On the first day of my literary journalism class, the professor asked what our dream situation twenty years from now was. He emphasized that for this particular question, he wanted the pure dream situation- no thought for practicality or difficulty, no restraint of likelihood.
That’s a tough one to tackle at 8:00am.
I said that I wanted to be a successful fiction writer, one who was well-known and respected as such. But had I been more awake, I would have had more details as to what I wanted for my life twenty years from now to be. However the question did get me thinking, and after some thought I think I’m able to give a more coherent answer than “Best-selling novelist!!”

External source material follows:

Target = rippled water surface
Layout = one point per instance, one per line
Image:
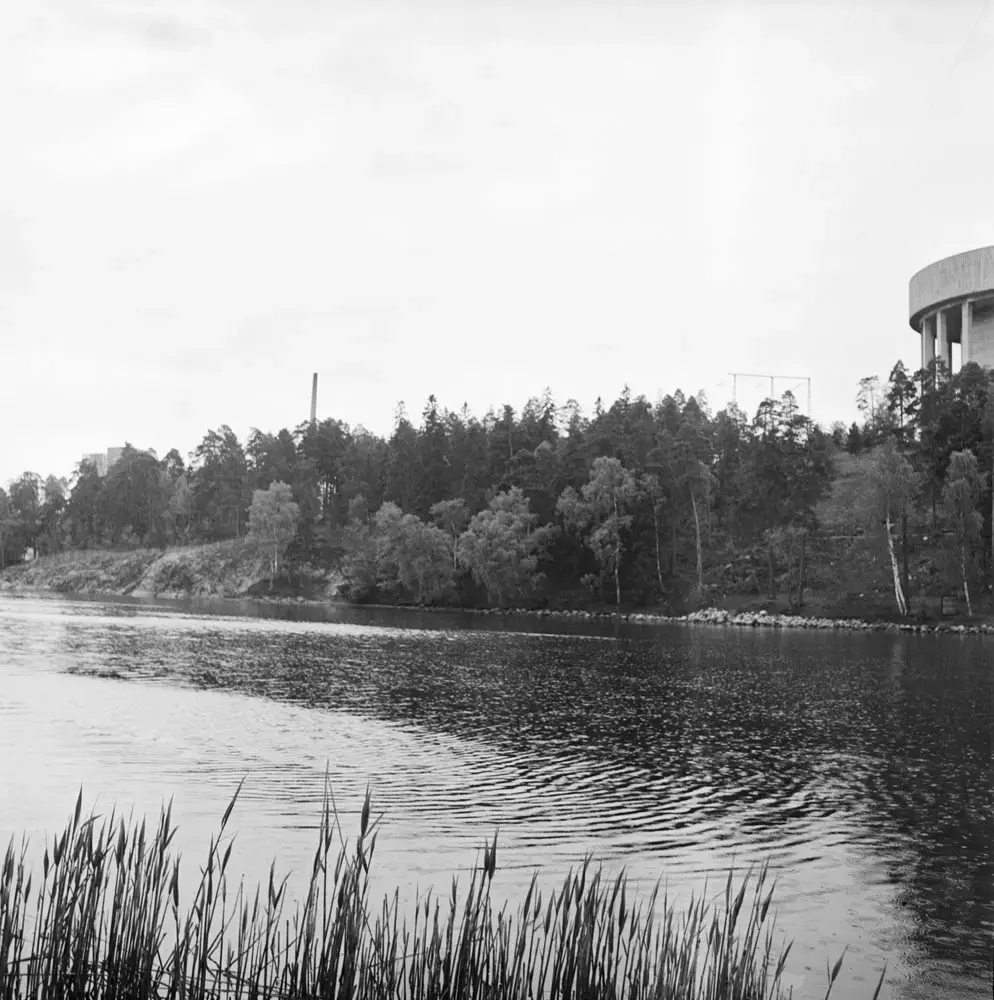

So here’s what my vaulting ambition would ideally bring me in twenty years, hopefully without the side effects it had for Macbeth.
- Good storytelling
I want the stories I tell to be good- and I want their presentation to be of equal quality. This means that not only will I craft a story that is engaging and thought-provoking, with complex characters and themes, but I want the words and the mechanics of my language to be nothing short of spectacular. I want the images to resonate. I want people to quote the passages I write. I want professors analyzing my chapters for the impact of the diction and flow of the sentences. Twenty years from now I would like people to look at the first stories I published and say that they are still worth reading.
But if that fails, twenty years from now I, at least, want to look back at the things I’ve written without shame. Even though in some ways it’s too late for that- I find myself very embarrassed when I see older blog entries, never mind older stories- I can still find good kernels in the rotten shell of inexperienced writing. Despite the poor quality of my metaphors and my unintentionally hysterical dialogue, I can still look at my older stories and say “There was something there that was good.”

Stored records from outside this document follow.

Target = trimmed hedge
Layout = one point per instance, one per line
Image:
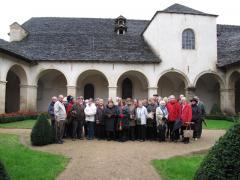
(3, 172)
(42, 132)
(223, 160)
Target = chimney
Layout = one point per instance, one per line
(17, 32)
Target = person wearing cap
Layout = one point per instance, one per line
(90, 112)
(77, 116)
(161, 120)
(173, 108)
(196, 117)
(203, 113)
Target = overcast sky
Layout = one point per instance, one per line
(22, 10)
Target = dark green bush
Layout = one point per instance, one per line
(3, 173)
(223, 160)
(41, 133)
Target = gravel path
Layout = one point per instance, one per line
(114, 160)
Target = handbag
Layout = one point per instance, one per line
(188, 132)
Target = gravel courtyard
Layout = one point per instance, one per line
(114, 160)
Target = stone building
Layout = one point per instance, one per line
(179, 51)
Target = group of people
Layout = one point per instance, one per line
(156, 118)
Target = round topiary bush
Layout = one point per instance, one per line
(41, 133)
(223, 160)
(3, 173)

If I can still say that of my current work twenty years from now, I’ll be content. If other people do the same, I’ll be ecstatic.
- Good stories
When I discover a book/play/television show/movie that’s really good, I’ll ramble about it to as many people as I can until someone forcibly puts a sock in my mouth or until the unlucky person finally agrees to go and check out whatever I was so enthusiastically praising. (This is part of the reason I started this blog.) If I come across a story with a brilliant world populated by great characters, I make sure people know about it. And if that story is told well, I make sure to bring it up at the first possible opportunity.

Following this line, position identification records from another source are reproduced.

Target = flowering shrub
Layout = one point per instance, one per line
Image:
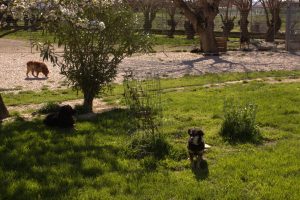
(96, 36)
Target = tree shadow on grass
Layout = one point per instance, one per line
(35, 78)
(56, 161)
(201, 172)
(115, 122)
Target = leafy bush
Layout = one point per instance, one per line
(149, 163)
(239, 122)
(145, 145)
(48, 108)
(81, 109)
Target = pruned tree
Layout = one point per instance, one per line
(244, 7)
(149, 8)
(201, 13)
(3, 110)
(272, 11)
(171, 10)
(227, 19)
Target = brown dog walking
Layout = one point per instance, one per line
(37, 67)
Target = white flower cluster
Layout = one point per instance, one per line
(3, 7)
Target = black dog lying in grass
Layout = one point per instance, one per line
(62, 119)
(196, 145)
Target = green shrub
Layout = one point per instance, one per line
(149, 163)
(143, 145)
(49, 108)
(239, 122)
(81, 109)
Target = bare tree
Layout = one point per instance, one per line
(227, 20)
(3, 111)
(202, 14)
(171, 10)
(149, 9)
(272, 7)
(244, 6)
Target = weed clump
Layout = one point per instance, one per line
(48, 108)
(239, 123)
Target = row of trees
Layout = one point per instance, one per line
(98, 35)
(204, 12)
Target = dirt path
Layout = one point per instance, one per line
(14, 55)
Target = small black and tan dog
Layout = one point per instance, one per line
(196, 145)
(62, 119)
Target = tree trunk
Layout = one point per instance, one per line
(228, 25)
(173, 24)
(3, 111)
(189, 30)
(274, 27)
(88, 102)
(245, 37)
(202, 18)
(149, 16)
(207, 40)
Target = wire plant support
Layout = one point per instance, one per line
(143, 99)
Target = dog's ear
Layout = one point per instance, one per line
(200, 132)
(190, 131)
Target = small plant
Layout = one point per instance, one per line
(81, 109)
(239, 122)
(48, 108)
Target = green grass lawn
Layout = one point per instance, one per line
(90, 162)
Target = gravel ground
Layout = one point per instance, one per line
(14, 55)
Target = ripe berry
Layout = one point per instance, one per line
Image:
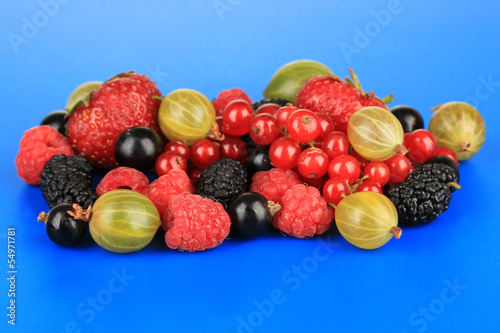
(264, 129)
(303, 126)
(362, 161)
(409, 118)
(274, 183)
(369, 186)
(227, 96)
(233, 147)
(313, 163)
(284, 153)
(326, 126)
(138, 147)
(37, 146)
(268, 108)
(283, 113)
(204, 152)
(335, 143)
(237, 117)
(378, 172)
(399, 167)
(180, 147)
(63, 226)
(448, 152)
(259, 160)
(163, 189)
(123, 178)
(334, 190)
(249, 215)
(304, 214)
(421, 145)
(194, 223)
(57, 120)
(168, 161)
(344, 167)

I would like my stories to have this effect on the people who discover them. But if this
world takeover plan doesn’t happen in twenty years, I’d like the next best thing- I’d just like people to read them because they really, really want to.
After all when it comes to books, television, and films, these are things that people ideally will consume in their spare time, which we’re having increasingly less of as our culture gets busier and busier. So if someone decides that my stories are a good way to fill their spare hours, I’ll be more than happy to have written them.
- Memorable Stories
Part of the reasons I like books so much is that I often think about the words and the decision to include or not include a certain conversation or detail. I love that a whole world can somehow be shown through ink on paper, and becoming immersed in a story is one of my favorite things in the world. But for a good story, I want more than to lose myself in the story.
I want the story to stay with me, long after I’ve left the confines of a theater or a page. And if my own stories can do that to those who read them, I’ll be happy. I want the characters I conjure and the worlds I build to stick in someone’s head. I remember when I was a child how badly I wanted to go to Middle-Earth (and how annoyed I was that there was no Narnia-like magic to take me there). I’d like for my worlds to have that same lingering pull, leaving readers and watchers with a vague sense of loss that the worlds within them can’t be reached.
And if people think about my stories and how they could apply to reality, that would be the best thing I could hope for. I want to touch upon some greater truths in my fiction, even when those deeper things are dressed up in literally outlandish clothes. If I can touch upon something greater that will have impact twenty years from now, I’ll be satisfied.
If I can talk about the world- or any world- in such a way that people hundreds of years from now can still access it, that’ll be a dream come true.